Oggi pomeriggio la corte di Appello di Campobasso ha confermato il verdetto di colpevolezza in primo grado, che risale a un anno fa, a carico di Antonio Genio, l’ex autista di autobus urbani di Larino. L’uomo, oggi 60enne, era stato scoperto in auto con una tredicenne dalla zia di lei nell’estate del 2015. La ragazzina aveva poi ammesso di aver subito violenza. Confermata anche l’interdizione perenne da da qualsiasi posto pubblico o privato frequentato da minori.

Si chiude con la conferma delle accuse di atti sessuali e pedofilia la storia giudiziaria di Antonio Genio, ex autista di autobus urbani di Larino. L’uomo oggi ha sessant’anni, ed è stato riconosciuto colpevole anche dalla Corte di Appello di Campobasso. Confermato in pieno il verdetto di primo grado, che risale al mese di aprile 2017. Il collegio ha letto il dispositivo alle 14 e 30 circa nel Palazzo di Giustizia del capoluogo di Regione. “…Colpevole dei reati a lui a ascritti e condannato alla pena di anni 4 e mesi 4 di reclusione. Interdetto in perpetuo da qualsiasi ufficio inerente la tutela, la curatela e da qualsiasi incarico nelle scuole, nonché da ogni ufficio o servizio pubblico in istituzioni pubbliche o private frequentate da minori… Interdetto per 5 anni dai Pubblici Uffici…”.

Le motivazioni si conosceranno tra 60 giorni, e a quel punto la difesa deciderà se portare il caso anche in Cassazione. Per il momento Genio rischia di finire in carcere a scontare la sua condanna. Il giudice ha rimesso le parti davanti al Tribunale Civile per la liquidazione del danno, assegnando intanto una provvisionale di 15mila euro in favore della parte civile, rappresentata dall’avvocato Michele Urbano.
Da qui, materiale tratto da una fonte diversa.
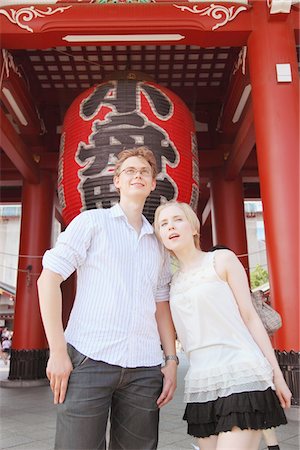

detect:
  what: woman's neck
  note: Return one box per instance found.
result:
[176,247,206,272]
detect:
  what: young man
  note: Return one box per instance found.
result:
[38,147,177,450]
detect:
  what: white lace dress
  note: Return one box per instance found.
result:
[170,252,274,403]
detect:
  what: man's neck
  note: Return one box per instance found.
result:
[120,198,144,234]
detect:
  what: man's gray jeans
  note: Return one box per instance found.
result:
[55,344,162,450]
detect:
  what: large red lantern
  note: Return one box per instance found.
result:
[58,79,199,223]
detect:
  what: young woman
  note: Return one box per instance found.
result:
[154,202,291,450]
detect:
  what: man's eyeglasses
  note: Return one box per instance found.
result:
[119,167,152,178]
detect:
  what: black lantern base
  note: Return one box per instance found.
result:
[275,350,300,406]
[8,349,49,380]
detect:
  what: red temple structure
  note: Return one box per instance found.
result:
[0,0,300,403]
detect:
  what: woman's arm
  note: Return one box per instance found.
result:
[215,250,291,407]
[155,301,177,408]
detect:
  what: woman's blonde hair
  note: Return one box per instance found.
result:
[154,200,201,250]
[115,146,157,178]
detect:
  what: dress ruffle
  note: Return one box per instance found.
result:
[183,388,287,438]
[184,358,274,403]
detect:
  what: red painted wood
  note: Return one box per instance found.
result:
[248,2,300,351]
[0,3,251,49]
[210,168,249,271]
[0,108,39,183]
[13,173,54,350]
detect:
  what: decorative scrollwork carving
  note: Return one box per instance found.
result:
[0,5,72,33]
[174,3,247,30]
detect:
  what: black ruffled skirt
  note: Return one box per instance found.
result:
[183,388,287,438]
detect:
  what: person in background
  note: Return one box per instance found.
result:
[154,202,291,450]
[209,244,280,450]
[38,147,177,450]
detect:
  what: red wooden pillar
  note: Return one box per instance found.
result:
[248,2,300,351]
[9,173,54,380]
[210,168,249,273]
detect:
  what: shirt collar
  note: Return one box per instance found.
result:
[110,203,154,234]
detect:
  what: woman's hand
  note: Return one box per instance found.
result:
[46,350,73,405]
[273,372,292,408]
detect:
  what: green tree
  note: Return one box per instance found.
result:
[250,264,269,289]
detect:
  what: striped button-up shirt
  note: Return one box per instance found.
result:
[43,204,170,367]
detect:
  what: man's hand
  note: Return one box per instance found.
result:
[156,361,177,408]
[46,350,73,405]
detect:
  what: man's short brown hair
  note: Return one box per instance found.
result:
[115,146,157,178]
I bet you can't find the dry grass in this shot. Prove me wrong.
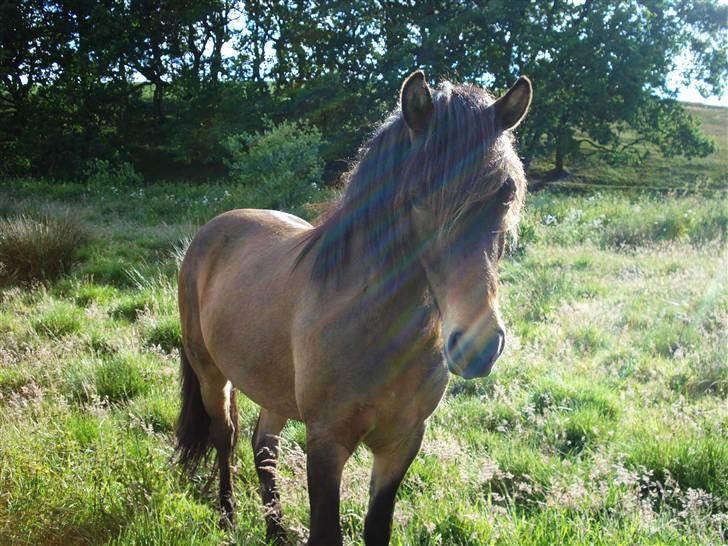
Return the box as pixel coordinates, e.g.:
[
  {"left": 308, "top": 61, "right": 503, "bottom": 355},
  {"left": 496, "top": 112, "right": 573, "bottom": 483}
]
[{"left": 0, "top": 211, "right": 86, "bottom": 285}]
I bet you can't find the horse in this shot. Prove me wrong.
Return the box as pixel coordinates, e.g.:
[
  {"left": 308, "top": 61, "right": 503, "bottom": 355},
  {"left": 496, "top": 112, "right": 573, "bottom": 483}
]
[{"left": 176, "top": 71, "right": 532, "bottom": 546}]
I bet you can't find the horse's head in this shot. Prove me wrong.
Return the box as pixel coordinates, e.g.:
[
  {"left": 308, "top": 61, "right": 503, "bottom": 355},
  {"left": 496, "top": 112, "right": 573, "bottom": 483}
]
[{"left": 401, "top": 72, "right": 532, "bottom": 378}]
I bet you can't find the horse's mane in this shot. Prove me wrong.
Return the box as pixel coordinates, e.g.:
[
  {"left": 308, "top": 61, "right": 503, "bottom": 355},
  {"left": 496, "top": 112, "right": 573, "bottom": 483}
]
[{"left": 296, "top": 82, "right": 526, "bottom": 280}]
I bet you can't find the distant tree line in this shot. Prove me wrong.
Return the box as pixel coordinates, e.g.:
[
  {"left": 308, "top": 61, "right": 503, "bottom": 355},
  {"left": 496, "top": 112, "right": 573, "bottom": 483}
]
[{"left": 0, "top": 0, "right": 728, "bottom": 182}]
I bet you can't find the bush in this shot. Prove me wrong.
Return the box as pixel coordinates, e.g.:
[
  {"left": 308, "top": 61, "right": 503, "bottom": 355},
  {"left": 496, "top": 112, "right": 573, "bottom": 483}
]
[
  {"left": 86, "top": 159, "right": 144, "bottom": 188},
  {"left": 222, "top": 122, "right": 323, "bottom": 210},
  {"left": 0, "top": 208, "right": 86, "bottom": 285}
]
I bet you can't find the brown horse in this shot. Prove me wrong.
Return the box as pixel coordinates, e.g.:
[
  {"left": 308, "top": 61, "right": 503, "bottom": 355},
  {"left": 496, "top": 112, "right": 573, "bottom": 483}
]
[{"left": 177, "top": 71, "right": 532, "bottom": 546}]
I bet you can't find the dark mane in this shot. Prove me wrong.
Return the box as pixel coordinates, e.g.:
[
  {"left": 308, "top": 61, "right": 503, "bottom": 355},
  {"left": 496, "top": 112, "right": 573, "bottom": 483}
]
[{"left": 296, "top": 82, "right": 526, "bottom": 280}]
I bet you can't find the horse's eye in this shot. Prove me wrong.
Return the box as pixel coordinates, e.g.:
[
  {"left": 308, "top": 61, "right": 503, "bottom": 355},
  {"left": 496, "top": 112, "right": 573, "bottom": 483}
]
[{"left": 498, "top": 176, "right": 516, "bottom": 205}]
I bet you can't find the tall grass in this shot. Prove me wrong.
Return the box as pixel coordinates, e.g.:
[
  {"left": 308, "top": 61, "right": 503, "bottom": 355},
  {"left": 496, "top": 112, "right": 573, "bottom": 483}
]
[{"left": 0, "top": 210, "right": 86, "bottom": 284}]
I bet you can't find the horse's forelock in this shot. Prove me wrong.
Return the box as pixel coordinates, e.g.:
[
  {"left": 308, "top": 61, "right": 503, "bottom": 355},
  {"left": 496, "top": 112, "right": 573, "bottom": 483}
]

Era stata la zia della vittima, nell’estate del 2015, a scoprire cosa stava accadendo. La nipote, 13 anni appena, era stata sorpresa in auto con l’uomo. Poi si scoprirà che lui le faceva “regalini” in cambio di prestazioni sessuali. Questo, almeno, ha sempre sostenuto la pubblica accusa, che aveva chiesto sei anni di carcere ridotti poi per il rito abbreviato.

La ragazzina era stata portata in ospedale. I medici avevano confermato i rapporti fisici. Lei, messa alle strette, aveva poi ammesso di essere stata violentata da quell’uomo che conosceva benissimo. Autista di autobus a Larino, all’epoca 57 anni. Lei appena 13. Scontato che le indagini, delicatissime, erano scattate immediatamente.

Due anni di confronti, accertamenti, interrogatori. Poi il processo, che aveva reputato credibile e attendibile i racconti della ragazzina, ascoltata da una psicologa.